An Assembly committee yesterday voted to grant greater authority to optometrists in California. Allowing optometrists to expand their scope of practice could help with the heightened pressure on primary care providers, said John Rosten, president of the California Optometric Association.
“Basically it’s part of the whole scheme of providing better health care in California,” Rosten said. “It’s more of a public health issue and it’s a matter of being more a part of the health care scene.”
Debate over SB 492 by Sen. Ed Hernandez (D-West Covina) took up the bulk of yesterday’s hearing of the Committee on Business, Professions and Consumer Protection. At issue in the bill is the type of procedures and the training requirements for those procedures — in particular, laser treatments for glaucoma.

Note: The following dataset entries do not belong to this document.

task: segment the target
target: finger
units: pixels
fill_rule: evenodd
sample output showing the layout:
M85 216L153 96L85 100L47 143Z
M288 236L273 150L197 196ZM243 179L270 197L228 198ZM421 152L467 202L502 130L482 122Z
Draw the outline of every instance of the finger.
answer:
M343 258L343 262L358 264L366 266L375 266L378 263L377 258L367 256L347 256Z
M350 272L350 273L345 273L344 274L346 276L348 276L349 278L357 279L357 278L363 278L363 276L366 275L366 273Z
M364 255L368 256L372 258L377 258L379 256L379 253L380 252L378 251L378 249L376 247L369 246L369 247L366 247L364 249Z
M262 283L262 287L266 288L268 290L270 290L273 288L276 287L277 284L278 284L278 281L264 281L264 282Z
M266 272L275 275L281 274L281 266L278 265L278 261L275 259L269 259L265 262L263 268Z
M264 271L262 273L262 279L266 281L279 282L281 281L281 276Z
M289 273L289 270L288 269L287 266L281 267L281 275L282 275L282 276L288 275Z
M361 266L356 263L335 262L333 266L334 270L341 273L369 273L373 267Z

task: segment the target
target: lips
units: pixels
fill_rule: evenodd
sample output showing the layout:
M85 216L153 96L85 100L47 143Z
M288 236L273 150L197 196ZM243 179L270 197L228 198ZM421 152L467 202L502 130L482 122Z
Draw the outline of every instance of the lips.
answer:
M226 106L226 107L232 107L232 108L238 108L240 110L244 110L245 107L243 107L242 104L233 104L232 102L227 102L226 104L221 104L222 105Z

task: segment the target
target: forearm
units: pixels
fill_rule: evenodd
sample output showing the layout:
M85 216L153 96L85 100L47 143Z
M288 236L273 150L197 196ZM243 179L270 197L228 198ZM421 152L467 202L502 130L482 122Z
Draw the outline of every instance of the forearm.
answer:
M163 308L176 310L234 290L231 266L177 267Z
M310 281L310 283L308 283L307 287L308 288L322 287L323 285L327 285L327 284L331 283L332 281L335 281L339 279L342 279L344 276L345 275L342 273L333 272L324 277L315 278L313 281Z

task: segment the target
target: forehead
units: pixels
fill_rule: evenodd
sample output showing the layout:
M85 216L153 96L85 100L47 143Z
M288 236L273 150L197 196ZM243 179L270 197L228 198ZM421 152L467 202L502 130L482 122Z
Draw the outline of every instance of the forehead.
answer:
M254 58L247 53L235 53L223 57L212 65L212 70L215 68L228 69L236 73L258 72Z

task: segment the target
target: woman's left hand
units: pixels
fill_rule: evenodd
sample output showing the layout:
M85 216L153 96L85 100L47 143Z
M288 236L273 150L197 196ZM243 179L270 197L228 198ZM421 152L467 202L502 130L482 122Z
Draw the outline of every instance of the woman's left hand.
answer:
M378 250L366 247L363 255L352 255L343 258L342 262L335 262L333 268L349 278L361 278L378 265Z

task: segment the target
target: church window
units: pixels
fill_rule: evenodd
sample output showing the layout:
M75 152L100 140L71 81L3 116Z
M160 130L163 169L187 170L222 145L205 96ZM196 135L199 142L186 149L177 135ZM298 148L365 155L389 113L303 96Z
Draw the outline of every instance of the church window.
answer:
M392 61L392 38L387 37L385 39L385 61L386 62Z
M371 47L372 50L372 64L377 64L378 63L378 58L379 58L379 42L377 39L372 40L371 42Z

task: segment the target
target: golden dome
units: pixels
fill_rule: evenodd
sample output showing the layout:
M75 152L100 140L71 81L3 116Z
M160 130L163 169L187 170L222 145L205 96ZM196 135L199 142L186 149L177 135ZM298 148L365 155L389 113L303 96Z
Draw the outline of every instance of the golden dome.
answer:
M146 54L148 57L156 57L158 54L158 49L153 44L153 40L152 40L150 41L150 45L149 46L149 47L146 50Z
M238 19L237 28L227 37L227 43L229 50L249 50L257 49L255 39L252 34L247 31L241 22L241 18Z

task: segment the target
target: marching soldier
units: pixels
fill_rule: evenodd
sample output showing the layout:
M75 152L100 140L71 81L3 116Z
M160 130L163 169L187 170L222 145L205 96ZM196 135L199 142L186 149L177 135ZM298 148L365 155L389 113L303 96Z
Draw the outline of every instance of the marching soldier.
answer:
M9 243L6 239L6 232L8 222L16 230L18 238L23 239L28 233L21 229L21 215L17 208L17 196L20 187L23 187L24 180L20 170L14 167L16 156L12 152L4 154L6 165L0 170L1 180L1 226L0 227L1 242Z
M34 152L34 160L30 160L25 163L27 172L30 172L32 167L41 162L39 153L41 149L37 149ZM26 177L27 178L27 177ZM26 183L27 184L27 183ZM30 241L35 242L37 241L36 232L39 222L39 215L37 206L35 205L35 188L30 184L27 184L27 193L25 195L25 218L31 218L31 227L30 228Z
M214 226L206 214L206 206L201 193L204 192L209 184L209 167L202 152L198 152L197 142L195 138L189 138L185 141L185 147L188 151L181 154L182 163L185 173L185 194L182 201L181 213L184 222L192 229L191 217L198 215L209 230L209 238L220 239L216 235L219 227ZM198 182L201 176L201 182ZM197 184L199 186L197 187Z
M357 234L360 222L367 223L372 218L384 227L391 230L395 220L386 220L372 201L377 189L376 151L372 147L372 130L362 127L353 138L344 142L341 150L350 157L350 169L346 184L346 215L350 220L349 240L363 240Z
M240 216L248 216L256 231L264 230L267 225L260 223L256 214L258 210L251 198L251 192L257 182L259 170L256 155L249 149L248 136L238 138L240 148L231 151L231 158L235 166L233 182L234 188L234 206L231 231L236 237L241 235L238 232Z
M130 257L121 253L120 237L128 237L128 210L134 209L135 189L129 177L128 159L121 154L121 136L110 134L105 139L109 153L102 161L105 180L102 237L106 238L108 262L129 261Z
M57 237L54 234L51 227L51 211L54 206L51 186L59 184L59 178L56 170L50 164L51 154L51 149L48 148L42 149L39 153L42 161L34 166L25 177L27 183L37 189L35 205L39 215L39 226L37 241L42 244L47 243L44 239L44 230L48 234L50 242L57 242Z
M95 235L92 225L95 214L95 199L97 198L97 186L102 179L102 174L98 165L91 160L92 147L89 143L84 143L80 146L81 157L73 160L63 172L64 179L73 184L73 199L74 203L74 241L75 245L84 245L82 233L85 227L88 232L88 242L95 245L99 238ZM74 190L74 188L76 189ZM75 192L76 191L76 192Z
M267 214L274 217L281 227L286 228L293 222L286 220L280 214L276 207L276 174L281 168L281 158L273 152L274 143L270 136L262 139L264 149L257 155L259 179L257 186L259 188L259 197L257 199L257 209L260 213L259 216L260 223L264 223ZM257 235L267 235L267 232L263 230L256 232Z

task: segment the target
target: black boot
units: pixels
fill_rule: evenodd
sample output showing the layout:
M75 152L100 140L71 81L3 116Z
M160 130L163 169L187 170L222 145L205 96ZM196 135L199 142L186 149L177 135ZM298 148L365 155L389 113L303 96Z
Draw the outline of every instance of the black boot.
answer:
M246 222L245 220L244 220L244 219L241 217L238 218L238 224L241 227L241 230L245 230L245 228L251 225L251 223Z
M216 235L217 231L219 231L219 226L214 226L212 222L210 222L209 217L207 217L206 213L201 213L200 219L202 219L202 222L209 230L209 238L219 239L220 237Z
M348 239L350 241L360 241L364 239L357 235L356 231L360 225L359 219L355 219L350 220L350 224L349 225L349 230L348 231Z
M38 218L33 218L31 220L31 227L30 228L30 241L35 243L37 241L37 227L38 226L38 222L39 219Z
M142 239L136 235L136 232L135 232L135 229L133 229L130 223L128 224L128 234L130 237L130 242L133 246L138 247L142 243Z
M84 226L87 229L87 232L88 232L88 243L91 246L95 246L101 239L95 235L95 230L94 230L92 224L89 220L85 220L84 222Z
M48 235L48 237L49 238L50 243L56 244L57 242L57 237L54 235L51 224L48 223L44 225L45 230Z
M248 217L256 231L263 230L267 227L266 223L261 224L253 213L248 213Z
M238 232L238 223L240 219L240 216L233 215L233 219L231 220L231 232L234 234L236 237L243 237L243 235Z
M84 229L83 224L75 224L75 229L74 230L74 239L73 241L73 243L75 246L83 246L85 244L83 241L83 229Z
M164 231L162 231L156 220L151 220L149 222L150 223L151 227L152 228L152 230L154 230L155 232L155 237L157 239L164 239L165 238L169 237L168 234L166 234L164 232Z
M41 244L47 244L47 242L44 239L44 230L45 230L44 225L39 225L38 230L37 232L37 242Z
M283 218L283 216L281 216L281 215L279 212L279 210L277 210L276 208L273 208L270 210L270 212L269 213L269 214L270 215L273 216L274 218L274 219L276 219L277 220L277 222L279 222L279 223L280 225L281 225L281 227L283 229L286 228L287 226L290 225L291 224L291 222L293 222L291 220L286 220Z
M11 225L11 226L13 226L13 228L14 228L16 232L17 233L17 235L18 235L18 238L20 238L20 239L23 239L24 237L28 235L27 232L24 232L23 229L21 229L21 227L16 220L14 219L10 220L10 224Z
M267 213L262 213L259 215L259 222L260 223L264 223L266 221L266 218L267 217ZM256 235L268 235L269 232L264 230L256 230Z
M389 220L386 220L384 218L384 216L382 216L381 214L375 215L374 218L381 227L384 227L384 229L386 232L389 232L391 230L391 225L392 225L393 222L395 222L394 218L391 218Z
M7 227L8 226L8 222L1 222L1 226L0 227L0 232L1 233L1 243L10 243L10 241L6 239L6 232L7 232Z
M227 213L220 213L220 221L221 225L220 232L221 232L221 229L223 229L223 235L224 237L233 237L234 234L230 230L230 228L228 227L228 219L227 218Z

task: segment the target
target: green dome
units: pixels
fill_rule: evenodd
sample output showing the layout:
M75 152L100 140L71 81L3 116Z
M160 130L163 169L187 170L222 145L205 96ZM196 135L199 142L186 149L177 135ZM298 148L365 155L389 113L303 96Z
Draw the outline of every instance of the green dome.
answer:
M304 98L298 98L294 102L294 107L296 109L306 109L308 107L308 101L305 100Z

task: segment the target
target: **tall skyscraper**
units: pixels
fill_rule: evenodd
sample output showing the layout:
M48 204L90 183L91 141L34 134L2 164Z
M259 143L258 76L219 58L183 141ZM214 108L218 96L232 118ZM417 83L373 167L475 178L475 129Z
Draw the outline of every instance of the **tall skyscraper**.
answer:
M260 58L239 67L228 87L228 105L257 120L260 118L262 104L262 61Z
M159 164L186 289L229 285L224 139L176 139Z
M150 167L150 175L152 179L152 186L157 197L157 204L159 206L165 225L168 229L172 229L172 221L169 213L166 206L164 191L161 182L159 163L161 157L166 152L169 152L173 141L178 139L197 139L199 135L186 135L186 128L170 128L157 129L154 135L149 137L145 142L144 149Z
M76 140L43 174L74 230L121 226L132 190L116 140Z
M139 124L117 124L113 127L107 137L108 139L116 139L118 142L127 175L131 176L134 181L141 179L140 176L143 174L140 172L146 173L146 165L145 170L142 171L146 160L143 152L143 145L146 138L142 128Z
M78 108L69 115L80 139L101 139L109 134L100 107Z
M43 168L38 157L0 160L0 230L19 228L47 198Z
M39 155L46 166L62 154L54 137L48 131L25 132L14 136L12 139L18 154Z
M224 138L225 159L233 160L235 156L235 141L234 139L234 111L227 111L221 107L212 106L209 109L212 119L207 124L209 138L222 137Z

The legislation was one of three scope-of-practice expansion bills introduced last session by Hernandez. One passed, one failed and this one was turned into a two-year bill so it could be heard during this session. The need is great for easing the shortage of primary care providers, Hernandez said.
“This is the first group of professions that could be bigger impacts,” Hernandez said. “We’re going to have a capacity issue because of the shortage of primary care providers. We’re going to have a serious problem.”
“The question came down to the amount of clinical training for these specific procedures in the bill,” said Joe Lang, legislative advocate for the California Academy of Eye Physicians and Surgeons. “The procedures are broad. …
The bill does not limit them to non-plastic surgery techniques.”
That was the issue raised by Tim Madden, legislative advocate for the California Academy of Plastic Surgeons.
“Our concern is around opening the door for optometrists to perform cosmetic procedures,” Madden said.
The bill passed on an 8-1 vote and now heads to the Assembly Committee on Appropriations.